LTX 2.3 Multi-Stage Latent Upscaling Workflow in ComfyUI

Hi there, this is Dora. Two weeks ago I watched a 5-second clip I’d generated at 480p look genuinely cinematic after running it through the LTX 2.3 multi-stage latent upscaling pipeline. Same prompt. Same motion. Completely different level of sharpness and edge detail. I actually said “wait, what?” out loud to my empty room.

LTX 2.3 dropped on recently and the ComfyUI-LTXVideo repository shipped with reference workflows for multi-stage latent upscaling on day one — but the documentation assumes you already know what latent upscaling is and why it matters.
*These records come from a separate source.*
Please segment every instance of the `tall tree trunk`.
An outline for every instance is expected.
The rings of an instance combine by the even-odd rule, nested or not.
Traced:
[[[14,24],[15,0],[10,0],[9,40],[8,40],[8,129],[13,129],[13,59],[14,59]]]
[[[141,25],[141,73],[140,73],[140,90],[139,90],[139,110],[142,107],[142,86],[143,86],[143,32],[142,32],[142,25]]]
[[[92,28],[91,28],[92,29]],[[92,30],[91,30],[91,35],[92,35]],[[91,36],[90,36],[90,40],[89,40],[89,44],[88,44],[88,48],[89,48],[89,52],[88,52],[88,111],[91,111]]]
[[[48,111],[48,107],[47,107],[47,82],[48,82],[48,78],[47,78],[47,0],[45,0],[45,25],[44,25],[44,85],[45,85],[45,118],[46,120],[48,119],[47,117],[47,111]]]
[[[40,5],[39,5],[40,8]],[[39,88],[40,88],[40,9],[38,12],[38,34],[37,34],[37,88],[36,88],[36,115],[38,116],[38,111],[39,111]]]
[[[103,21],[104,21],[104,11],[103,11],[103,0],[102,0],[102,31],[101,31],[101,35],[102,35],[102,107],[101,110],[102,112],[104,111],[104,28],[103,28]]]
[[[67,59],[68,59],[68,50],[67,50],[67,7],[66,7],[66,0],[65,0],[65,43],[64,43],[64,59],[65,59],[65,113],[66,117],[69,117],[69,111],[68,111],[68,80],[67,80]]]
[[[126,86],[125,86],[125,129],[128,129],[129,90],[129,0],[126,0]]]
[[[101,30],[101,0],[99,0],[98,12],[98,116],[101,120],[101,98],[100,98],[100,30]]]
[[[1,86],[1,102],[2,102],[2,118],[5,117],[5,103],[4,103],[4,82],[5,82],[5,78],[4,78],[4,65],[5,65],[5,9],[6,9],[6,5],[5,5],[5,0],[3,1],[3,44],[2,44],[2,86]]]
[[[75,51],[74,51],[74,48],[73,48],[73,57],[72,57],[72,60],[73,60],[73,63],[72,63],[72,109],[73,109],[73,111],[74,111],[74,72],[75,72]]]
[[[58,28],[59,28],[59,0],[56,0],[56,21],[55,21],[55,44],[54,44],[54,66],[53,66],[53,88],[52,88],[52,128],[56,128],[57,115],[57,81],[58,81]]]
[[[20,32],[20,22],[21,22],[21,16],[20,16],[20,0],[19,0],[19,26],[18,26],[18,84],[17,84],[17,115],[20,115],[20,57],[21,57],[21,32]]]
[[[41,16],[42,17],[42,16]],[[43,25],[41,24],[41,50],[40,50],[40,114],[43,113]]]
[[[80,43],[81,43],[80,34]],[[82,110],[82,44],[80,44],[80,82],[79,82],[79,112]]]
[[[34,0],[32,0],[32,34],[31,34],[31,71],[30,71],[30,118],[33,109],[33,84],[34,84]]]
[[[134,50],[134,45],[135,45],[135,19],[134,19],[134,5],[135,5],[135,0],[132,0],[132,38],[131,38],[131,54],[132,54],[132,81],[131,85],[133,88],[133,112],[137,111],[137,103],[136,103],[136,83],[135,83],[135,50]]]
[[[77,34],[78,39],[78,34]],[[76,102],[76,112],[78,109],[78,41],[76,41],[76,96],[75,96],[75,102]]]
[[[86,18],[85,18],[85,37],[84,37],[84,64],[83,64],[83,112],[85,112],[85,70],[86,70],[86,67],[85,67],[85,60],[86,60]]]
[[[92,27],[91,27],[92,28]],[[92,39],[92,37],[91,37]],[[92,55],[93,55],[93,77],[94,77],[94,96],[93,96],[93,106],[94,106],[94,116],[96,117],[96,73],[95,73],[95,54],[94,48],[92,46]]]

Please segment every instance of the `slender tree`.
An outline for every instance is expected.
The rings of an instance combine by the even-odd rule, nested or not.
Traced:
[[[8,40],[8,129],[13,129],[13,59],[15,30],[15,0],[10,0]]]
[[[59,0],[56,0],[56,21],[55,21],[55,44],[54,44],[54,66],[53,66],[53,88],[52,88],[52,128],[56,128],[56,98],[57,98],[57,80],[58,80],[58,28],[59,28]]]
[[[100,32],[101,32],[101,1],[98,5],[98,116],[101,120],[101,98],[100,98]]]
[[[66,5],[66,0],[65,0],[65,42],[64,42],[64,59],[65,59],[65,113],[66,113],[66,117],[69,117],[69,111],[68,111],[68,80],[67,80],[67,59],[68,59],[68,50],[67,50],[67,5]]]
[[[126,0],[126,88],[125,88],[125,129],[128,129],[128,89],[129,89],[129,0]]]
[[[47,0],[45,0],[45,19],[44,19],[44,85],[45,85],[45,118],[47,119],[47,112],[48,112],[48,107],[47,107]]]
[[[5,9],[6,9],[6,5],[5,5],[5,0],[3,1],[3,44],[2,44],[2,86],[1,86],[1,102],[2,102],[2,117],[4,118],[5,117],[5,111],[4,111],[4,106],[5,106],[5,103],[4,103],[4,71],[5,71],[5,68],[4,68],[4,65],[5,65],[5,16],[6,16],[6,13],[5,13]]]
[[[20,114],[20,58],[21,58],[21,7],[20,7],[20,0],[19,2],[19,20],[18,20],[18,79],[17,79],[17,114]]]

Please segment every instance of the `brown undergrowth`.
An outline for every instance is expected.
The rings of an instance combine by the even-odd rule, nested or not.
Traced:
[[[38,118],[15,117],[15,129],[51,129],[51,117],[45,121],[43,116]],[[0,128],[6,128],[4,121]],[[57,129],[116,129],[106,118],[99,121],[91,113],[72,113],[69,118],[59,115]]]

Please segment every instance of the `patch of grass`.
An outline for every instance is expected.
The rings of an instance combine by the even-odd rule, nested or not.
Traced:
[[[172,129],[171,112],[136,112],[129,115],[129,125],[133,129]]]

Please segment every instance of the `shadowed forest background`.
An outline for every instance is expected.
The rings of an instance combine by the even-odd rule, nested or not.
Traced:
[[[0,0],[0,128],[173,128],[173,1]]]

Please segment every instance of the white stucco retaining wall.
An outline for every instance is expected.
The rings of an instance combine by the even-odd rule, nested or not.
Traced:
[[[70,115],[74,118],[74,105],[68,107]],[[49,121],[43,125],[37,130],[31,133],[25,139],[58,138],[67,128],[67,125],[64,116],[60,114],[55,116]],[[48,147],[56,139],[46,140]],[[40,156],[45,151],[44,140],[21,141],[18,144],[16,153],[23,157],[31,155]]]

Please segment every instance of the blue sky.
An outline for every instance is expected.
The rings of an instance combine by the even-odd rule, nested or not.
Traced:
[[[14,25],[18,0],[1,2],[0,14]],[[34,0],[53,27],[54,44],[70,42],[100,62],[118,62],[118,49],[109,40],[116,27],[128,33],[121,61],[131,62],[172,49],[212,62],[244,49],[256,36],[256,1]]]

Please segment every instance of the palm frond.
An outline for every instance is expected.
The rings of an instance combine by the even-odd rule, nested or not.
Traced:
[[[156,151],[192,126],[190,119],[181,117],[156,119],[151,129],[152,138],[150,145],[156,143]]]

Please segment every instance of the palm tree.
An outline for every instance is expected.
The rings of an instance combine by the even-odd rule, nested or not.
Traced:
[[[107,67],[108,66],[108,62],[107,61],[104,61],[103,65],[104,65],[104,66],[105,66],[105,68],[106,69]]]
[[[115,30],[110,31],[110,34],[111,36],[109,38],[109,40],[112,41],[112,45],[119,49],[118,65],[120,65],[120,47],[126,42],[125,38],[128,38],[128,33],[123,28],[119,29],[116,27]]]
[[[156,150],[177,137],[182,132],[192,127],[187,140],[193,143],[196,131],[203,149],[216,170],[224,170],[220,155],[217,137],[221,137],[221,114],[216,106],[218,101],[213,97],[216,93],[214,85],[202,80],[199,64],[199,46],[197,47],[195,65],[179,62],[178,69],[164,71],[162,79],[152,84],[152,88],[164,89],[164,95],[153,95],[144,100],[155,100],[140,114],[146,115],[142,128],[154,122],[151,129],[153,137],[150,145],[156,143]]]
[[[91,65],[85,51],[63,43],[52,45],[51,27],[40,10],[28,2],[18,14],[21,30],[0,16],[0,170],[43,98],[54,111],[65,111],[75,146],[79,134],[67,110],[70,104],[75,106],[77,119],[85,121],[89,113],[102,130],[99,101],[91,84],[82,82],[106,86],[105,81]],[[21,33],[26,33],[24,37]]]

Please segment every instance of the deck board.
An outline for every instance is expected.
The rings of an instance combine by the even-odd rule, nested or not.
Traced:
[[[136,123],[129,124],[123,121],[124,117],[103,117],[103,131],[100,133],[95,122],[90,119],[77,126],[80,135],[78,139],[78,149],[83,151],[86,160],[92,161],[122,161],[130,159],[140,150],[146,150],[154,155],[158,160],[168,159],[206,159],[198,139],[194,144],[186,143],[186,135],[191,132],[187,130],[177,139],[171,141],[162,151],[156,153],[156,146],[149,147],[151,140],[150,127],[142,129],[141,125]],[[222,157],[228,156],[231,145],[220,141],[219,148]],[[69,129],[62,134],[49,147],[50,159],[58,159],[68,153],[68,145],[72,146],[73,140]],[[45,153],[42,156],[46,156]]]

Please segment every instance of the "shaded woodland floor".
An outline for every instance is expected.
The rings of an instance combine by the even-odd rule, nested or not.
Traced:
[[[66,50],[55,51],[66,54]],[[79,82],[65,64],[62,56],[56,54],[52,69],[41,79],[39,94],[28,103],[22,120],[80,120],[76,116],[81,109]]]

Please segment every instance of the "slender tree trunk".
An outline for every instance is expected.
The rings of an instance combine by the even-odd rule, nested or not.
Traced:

Most creators don’t. This guide fixes that.

What Multi-Stage Latent Upscaling Is (Concept in Plain Language)

Standard video generation works like this: you give the model a prompt, it generates a video at whatever resolution you asked for, done. Single pass. One resolution. What you see is what you get.

Multi-stage latent upscaling is a different approach. Instead of generating at full resolution in one shot, you:

Generate at a lower resolution in latent space — getting motion structure, scene coherence, and temporal consistency right first
Upscale within the latent space before decoding — adding spatial detail without regenerating the whole clip
Run a second denoising pass on the upscaled latent to lock in fine texture, edge sharpness, and lighting detail
Optionally, apply a final pixel-space upscale for maximum output resolution

The key word is latent. You’re not upscaling the decoded video frames (that’s pixel-space upscaling, like Topaz Video AI does). You’re operating directly on the compressed latent representation — the model’s internal “understanding” of the video — before it ever gets turned into pixels. This preserves temporal coherence across frames in a way that pixel-space upscaling cannot.

The result: sharper detail, preserved motion consistency, and significantly better edge accuracy — especially on fine textures like hair, fabric, and text — compared to generating at the target resolution in a single pass.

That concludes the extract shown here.